Эгберт осторожно пригубил вино и был потрясен. Даже его чудесное появление из ничего и ниоткуда не обескуражило рыцаря так сильно, как воистину неземной вкус напитка. Густое, цвета запекшейся крови, с тонким, едва уловимым ароматом, это вино не посрамило бы и погреб самого короля (кстати сказать, прекрасно разбиравшегося в горячительных настойках, столетних медах, дорогих винах и прочих жидких субстанциях, радующих нутро и веселящих душу).
— Истинно говорю Тебе, Господи! — торжественно произнес монах, и кубок, зажатый в его грубоватой, мозолистой длани, казался младенческой игрушкой. — Не помутнения рассудка, но ради бодрости плоти и веселия духа вкушаем мы это вино. Аминь!
Еще дважды наполнялись кубки. А потом старый монах опять щелкнул пальцами — всего один раз — и оплетенная ивняком бутыль (вина в ней оставалось еще много — больше половины) исчезла так же загадочно, как и появилась. Просто растаяла в воздухе. Вот и все!
Перехватив грустный взгляд рыцаря, старик от души ему посочувствовал:
— Разделяю твою печаль, сын мой. Искренне и всецело. Но этим бо-ожественным напитком не принято упиваться — его вкушают. Иногда, по особому случаю. Как вот сейчас.
Легкие ночные ветерки, прохладные и юркие, трижды наперегонки облетели уютную полянку и унеслись в темноту. Где-то далеко, в лесной чащобе, послышалось хриплое «ку-ку, ку-ку-у… ку-ку-ку-ууу-ку-у…» Невидимая птица куковала как-то уж совсем неторопливо, если не сказать — вяло. Будто делилась накопившимися за день мыслями — и были они не слишком веселы и приятны.
— Странная она у вас какая-то, — пожал плечами рыцарь.
— Да не странная она, не странная!
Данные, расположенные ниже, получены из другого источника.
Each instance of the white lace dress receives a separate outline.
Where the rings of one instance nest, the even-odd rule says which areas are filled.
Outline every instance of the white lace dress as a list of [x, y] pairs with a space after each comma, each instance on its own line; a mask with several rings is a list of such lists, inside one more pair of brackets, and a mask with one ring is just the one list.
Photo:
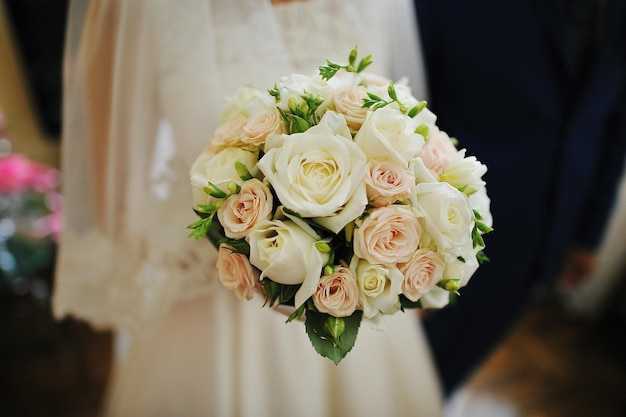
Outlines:
[[408, 0], [72, 3], [54, 310], [130, 335], [106, 415], [441, 415], [414, 312], [361, 329], [335, 366], [301, 323], [222, 289], [215, 251], [185, 229], [188, 170], [224, 96], [345, 61], [356, 44], [419, 96], [412, 13]]

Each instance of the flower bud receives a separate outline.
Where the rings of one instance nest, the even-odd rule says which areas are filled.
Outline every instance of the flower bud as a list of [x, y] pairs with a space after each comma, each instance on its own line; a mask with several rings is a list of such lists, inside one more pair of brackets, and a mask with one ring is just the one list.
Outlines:
[[341, 317], [329, 316], [324, 323], [326, 331], [333, 337], [335, 342], [339, 341], [339, 336], [346, 330], [346, 322]]

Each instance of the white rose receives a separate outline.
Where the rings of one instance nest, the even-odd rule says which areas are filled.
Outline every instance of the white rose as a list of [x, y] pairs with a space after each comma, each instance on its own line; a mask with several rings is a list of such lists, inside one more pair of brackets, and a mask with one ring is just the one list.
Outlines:
[[[291, 74], [282, 77], [276, 88], [280, 93], [280, 101], [276, 104], [283, 110], [289, 110], [290, 106], [302, 106], [305, 102], [302, 95], [311, 94], [313, 96], [326, 97], [329, 101], [334, 88], [321, 78], [312, 78], [302, 74]], [[326, 108], [326, 104], [320, 106], [320, 111]]]
[[272, 193], [261, 181], [245, 181], [239, 193], [228, 197], [217, 209], [224, 234], [231, 239], [246, 237], [259, 222], [270, 219], [272, 200]]
[[400, 309], [399, 294], [404, 277], [398, 268], [372, 265], [354, 256], [350, 270], [357, 279], [365, 318], [374, 318], [381, 313], [393, 314]]
[[424, 219], [426, 233], [438, 252], [460, 254], [460, 247], [471, 242], [474, 214], [469, 199], [450, 184], [421, 183], [415, 186], [411, 205]]
[[302, 284], [296, 292], [298, 308], [317, 289], [328, 254], [315, 247], [319, 236], [311, 236], [291, 220], [266, 220], [248, 234], [250, 263], [265, 277], [279, 284]]
[[420, 157], [413, 158], [409, 161], [409, 169], [415, 177], [415, 184], [422, 182], [439, 182], [439, 176], [435, 177], [433, 172], [426, 167], [424, 160]]
[[461, 248], [460, 253], [456, 256], [453, 254], [446, 256], [446, 269], [443, 273], [443, 279], [459, 280], [459, 286], [465, 287], [478, 267], [476, 250], [472, 248], [471, 243], [468, 243]]
[[198, 204], [211, 204], [214, 201], [203, 190], [209, 181], [218, 187], [230, 181], [237, 184], [242, 183], [235, 169], [235, 161], [242, 162], [253, 176], [258, 172], [256, 152], [241, 148], [224, 148], [217, 154], [203, 152], [198, 155], [189, 172], [193, 202], [196, 206]]
[[487, 167], [480, 163], [474, 156], [465, 156], [465, 149], [461, 149], [457, 155], [448, 162], [448, 166], [439, 176], [440, 181], [447, 182], [454, 188], [463, 190], [467, 195], [472, 195], [485, 185], [482, 176], [487, 172]]
[[275, 106], [274, 98], [267, 92], [251, 87], [240, 87], [235, 95], [226, 99], [222, 120], [227, 120], [237, 114], [248, 118]]
[[491, 199], [487, 195], [487, 188], [482, 186], [474, 194], [469, 196], [472, 209], [478, 211], [483, 217], [483, 222], [493, 227], [493, 217], [491, 215]]
[[289, 210], [334, 233], [363, 213], [365, 155], [343, 116], [327, 112], [304, 133], [270, 135], [259, 169]]
[[407, 167], [424, 145], [424, 138], [415, 133], [417, 126], [400, 111], [382, 108], [367, 114], [354, 141], [368, 159], [391, 159]]

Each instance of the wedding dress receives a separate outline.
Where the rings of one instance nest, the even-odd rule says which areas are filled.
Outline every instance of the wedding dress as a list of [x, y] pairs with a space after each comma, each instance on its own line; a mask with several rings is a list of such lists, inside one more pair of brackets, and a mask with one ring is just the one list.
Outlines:
[[[266, 89], [358, 44], [372, 72], [424, 96], [409, 0], [92, 0], [71, 4], [65, 57], [65, 228], [57, 317], [130, 335], [110, 416], [439, 416], [418, 316], [362, 327], [335, 366], [300, 322], [220, 287], [187, 237], [188, 171], [224, 97]], [[122, 338], [122, 340], [126, 340]]]

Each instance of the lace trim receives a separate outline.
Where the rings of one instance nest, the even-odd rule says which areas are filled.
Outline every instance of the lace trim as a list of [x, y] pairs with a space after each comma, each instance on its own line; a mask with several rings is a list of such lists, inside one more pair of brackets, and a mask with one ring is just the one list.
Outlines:
[[166, 248], [150, 241], [112, 243], [95, 230], [66, 233], [54, 314], [86, 319], [96, 328], [135, 332], [176, 302], [211, 293], [218, 283], [217, 253], [208, 241], [187, 240], [169, 241]]

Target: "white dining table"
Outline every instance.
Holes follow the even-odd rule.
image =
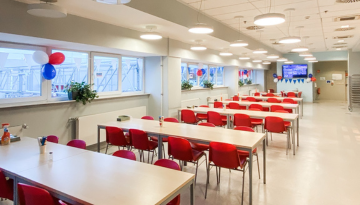
[[[249,161],[252,162],[252,151],[263,143],[263,183],[266,183],[266,141],[264,133],[245,132],[231,129],[222,129],[206,126],[189,125],[184,123],[164,122],[159,125],[156,120],[142,120],[131,118],[130,120],[117,122],[112,121],[98,125],[98,151],[100,151],[100,129],[107,126],[119,127],[124,131],[139,129],[145,131],[149,136],[158,137],[158,157],[162,158],[162,138],[168,136],[183,137],[191,141],[209,144],[210,142],[223,142],[235,145],[238,149],[249,152]],[[249,204],[252,204],[252,170],[253,165],[249,163]]]

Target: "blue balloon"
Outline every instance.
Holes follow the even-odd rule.
[[[313,74],[310,73],[310,74],[309,74],[309,78],[312,78],[312,77],[313,77]]]
[[[274,73],[274,74],[273,74],[273,77],[274,77],[274,78],[277,78],[278,76],[277,76],[277,74],[276,74],[276,73]]]
[[[56,70],[50,63],[43,65],[41,72],[46,80],[52,80],[56,76]]]
[[[247,70],[244,70],[244,74],[246,75],[248,73],[248,71]]]
[[[204,69],[204,68],[201,69],[201,72],[202,72],[203,75],[205,75],[206,74],[206,69]]]

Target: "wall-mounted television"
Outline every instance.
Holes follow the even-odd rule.
[[[282,66],[283,78],[307,78],[307,64],[291,64]]]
Просто надоели вы ей, аж до смерти. Вон как жалуется, душеньку свою изливает, выворачивает. Эх, бедолага-а… Ну, посуди сам! — предупреждая следующий вопрос рыцаря, сказал монах. — Одна кукушка на целый лес, а вас, бродячих да проезжих, разве сосчитаешь? И каждый с расспросами пристает: сколько ему жить осталось, а?
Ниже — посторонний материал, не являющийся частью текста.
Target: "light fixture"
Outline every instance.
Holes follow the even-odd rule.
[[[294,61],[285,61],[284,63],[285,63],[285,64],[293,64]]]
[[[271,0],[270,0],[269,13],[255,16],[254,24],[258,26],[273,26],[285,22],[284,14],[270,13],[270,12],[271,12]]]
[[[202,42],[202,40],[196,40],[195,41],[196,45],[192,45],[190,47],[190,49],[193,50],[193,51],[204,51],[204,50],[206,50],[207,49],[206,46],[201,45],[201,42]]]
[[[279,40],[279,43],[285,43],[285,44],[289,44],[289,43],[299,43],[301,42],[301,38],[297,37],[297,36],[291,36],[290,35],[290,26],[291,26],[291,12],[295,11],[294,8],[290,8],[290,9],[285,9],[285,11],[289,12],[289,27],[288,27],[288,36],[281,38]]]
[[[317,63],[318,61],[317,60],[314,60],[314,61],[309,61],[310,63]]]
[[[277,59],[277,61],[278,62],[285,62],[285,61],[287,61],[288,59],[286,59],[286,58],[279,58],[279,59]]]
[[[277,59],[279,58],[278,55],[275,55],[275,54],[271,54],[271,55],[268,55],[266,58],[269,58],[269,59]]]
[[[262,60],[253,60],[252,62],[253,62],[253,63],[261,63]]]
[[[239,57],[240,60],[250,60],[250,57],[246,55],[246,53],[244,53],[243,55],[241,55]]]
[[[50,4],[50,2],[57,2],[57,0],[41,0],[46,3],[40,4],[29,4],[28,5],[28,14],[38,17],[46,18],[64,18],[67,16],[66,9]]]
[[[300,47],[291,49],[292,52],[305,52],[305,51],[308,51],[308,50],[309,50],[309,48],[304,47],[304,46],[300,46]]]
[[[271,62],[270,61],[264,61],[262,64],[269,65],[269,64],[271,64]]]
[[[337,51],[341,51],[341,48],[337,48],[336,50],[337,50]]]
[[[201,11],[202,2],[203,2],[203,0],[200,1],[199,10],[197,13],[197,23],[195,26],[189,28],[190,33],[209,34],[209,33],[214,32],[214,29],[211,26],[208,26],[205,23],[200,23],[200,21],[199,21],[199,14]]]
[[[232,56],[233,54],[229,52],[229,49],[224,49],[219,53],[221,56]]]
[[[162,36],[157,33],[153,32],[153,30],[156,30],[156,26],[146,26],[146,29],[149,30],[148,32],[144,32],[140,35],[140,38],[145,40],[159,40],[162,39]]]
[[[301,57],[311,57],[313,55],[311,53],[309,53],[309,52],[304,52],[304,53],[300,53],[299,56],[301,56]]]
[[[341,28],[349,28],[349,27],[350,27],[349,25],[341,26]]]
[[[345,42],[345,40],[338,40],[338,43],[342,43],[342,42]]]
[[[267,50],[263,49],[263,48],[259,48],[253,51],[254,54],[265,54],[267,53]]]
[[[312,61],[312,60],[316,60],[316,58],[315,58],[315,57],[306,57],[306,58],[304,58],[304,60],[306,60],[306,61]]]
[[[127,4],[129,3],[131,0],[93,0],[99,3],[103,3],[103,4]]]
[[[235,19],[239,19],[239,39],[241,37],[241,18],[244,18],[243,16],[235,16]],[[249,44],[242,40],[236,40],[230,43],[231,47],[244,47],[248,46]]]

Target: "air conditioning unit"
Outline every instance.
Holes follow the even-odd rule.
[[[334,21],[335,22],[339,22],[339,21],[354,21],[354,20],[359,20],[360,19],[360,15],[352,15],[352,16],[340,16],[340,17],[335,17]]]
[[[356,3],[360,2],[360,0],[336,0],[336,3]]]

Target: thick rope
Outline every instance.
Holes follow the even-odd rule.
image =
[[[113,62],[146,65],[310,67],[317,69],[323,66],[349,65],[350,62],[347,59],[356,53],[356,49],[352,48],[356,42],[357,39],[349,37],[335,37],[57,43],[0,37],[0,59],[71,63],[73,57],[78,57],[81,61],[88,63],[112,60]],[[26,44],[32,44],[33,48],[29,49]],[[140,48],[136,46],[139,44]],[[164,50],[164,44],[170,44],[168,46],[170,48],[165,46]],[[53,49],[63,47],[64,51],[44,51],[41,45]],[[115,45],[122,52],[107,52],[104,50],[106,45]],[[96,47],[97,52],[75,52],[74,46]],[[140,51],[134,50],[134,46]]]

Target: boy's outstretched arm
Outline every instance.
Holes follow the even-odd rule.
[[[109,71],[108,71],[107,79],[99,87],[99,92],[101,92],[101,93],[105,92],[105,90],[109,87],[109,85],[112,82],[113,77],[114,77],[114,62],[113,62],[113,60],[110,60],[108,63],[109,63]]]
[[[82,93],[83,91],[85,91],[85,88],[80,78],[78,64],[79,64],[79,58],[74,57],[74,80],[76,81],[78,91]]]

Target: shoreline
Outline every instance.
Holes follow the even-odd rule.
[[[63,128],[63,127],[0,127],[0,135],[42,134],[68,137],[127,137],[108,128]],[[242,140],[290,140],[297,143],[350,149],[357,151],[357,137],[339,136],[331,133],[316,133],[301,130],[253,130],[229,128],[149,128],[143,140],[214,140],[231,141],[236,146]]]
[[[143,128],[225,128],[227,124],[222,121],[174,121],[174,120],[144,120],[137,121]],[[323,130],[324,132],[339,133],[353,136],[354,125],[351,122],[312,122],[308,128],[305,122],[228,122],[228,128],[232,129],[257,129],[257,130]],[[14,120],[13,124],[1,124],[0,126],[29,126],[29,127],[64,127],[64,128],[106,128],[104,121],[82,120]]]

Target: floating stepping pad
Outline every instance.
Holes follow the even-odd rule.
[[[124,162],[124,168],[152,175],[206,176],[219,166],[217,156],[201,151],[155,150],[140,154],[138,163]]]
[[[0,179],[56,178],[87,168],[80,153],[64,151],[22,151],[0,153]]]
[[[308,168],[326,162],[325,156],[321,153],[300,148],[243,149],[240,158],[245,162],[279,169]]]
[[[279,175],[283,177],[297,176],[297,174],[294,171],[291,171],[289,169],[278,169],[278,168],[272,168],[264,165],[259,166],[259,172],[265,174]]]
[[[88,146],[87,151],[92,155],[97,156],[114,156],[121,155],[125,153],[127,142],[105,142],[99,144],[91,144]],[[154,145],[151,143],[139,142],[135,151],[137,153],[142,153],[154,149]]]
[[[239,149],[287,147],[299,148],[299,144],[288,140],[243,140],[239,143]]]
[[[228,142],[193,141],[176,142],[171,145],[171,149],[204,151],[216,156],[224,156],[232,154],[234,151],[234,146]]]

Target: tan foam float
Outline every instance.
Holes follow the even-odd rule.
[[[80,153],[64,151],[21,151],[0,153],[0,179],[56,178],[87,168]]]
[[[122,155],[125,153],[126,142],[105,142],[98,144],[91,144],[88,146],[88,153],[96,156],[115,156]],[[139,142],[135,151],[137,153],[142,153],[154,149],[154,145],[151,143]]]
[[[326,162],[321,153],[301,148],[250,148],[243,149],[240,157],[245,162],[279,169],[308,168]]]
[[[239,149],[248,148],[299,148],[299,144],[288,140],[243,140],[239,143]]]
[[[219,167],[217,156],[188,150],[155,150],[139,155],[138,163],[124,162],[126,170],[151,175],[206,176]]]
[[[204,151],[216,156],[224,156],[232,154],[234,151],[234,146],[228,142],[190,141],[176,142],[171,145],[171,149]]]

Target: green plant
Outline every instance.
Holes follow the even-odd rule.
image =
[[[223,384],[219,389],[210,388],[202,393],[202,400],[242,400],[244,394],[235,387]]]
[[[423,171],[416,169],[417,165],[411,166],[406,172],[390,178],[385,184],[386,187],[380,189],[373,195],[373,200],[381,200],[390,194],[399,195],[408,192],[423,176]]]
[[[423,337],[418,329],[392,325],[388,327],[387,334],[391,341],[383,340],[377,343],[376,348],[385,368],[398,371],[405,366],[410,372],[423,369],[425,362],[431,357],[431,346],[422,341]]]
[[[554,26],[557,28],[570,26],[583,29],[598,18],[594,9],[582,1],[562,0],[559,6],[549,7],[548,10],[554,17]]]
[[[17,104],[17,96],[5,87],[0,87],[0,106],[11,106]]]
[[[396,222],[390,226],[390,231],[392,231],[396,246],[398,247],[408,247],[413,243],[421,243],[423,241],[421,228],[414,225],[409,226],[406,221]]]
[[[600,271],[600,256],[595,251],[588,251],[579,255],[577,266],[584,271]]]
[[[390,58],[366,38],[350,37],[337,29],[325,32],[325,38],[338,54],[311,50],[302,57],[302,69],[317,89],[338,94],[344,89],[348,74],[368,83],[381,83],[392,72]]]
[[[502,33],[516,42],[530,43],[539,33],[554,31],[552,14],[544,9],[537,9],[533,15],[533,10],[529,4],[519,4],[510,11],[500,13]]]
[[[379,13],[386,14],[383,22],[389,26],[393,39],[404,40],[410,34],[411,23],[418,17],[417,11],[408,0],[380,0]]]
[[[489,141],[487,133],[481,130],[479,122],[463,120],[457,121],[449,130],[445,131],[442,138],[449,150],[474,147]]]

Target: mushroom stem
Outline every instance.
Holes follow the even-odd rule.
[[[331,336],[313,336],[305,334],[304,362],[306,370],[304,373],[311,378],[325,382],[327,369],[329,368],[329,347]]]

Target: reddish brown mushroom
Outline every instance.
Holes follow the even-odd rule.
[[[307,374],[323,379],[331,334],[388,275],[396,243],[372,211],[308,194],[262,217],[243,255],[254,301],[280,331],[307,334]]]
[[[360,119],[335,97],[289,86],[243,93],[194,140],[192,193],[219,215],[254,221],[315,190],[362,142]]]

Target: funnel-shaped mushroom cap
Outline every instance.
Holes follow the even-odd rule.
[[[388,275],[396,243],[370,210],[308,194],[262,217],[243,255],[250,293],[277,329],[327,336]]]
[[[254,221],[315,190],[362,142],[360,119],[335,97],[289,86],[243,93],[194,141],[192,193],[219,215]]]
Она уж, бедная, осипла. Завела привычку мусором швыряться: авось, думает, не выдержит надоеда. Уйдет. Ага! Ка-ак же! Еще чего! Старая уже, а наивная. Замучили вы ее, затра… Ох, прости, сын мой! Едва не сорвалось! — вовремя спохватился монах. — В общем, никакого житья.
А тем временем, над импровизированным столом невесть откуда воровато возникла изящная чешуйчатая лапка. Местами ее покрывал толстый слой пуха, грязновато-желтого, как у цыпленка-переростка. Она пошевелила синими коготками и ненадолго застыла, будто раздумывая. Затем ухватила здоровенный кусище с тарелки Эгберта и, с довольным хихиканьем, уволокла в темноту.
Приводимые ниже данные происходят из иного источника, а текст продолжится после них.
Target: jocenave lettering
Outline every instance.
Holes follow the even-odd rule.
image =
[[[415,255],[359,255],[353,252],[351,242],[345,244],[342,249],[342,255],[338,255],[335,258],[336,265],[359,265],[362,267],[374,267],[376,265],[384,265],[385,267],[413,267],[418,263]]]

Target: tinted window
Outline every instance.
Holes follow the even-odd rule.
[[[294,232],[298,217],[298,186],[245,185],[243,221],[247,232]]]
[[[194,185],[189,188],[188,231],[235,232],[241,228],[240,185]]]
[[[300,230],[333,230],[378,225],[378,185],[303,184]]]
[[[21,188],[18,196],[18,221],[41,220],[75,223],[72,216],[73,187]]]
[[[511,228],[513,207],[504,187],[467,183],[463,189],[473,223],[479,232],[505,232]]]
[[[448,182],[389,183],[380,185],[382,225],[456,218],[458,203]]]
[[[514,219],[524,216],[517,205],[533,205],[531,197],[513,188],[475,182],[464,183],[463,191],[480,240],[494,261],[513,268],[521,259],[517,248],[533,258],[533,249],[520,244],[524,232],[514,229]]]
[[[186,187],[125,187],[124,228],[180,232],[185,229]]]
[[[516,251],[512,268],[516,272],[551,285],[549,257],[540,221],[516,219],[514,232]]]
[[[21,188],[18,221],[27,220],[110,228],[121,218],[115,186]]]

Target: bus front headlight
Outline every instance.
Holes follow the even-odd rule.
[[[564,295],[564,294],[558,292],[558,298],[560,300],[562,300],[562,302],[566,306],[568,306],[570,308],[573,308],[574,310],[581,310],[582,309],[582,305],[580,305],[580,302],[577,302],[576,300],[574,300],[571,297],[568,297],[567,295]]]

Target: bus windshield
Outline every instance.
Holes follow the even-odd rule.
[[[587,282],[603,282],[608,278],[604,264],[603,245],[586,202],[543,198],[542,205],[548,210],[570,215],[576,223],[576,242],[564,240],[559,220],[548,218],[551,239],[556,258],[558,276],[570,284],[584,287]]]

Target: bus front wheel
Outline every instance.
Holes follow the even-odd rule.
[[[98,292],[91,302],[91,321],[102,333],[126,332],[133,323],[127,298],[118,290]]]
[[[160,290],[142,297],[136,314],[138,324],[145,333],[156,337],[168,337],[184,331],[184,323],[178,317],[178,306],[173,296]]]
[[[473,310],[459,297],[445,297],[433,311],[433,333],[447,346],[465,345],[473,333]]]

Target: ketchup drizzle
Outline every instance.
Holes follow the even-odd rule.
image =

Перед тем, как покинуть световой круг, существо взглянуло на рыцаря, подмигнуло ему и показало длинный язык несимпатичного ядовито-зеленого цвета, весь в пупырышках и розовых пятнах.
Старик осуждающе покачал головой. Взгляд его был прикован к развилке между двумя вязами, откуда доносилось громкое (и очень довольное!) урчание и чавканье.
— Эти уж мне драконята! Сплошное хулиганье! Шпана! Пока вырастут — кишки твои на лапу намотают. Ну-ка, сын мой, пригнись. Еще запачкаю тебя ненароком. А ряса-то новая, почти ненадеванная.
Отец Губерт прищурился, вглядываясь в темноту, затем — что-то просвистел и лихо зашвырнул в темноту еще парочку ломтей покрупнее. Ответом были радостный визг, писк и верещанье. Чавканье стало громче. Девушки с интересом прислушивались к этим звукам.
А монах еще несколько раз бросал куски отменно прожаренного ароматного мяса в том же направлении. До трех пор, пока Мелинда не подскочила к нему и не схватила старика за руку.
— Дед, пре-екрати сей-час же! — отчеканила она. — Забыл, что ли? Он — обжора, будет жрать, пока худо не станет!
Старик смутился.
— Отбивной больше, отбивной меньше. Какой может быть вред от жареной свинины?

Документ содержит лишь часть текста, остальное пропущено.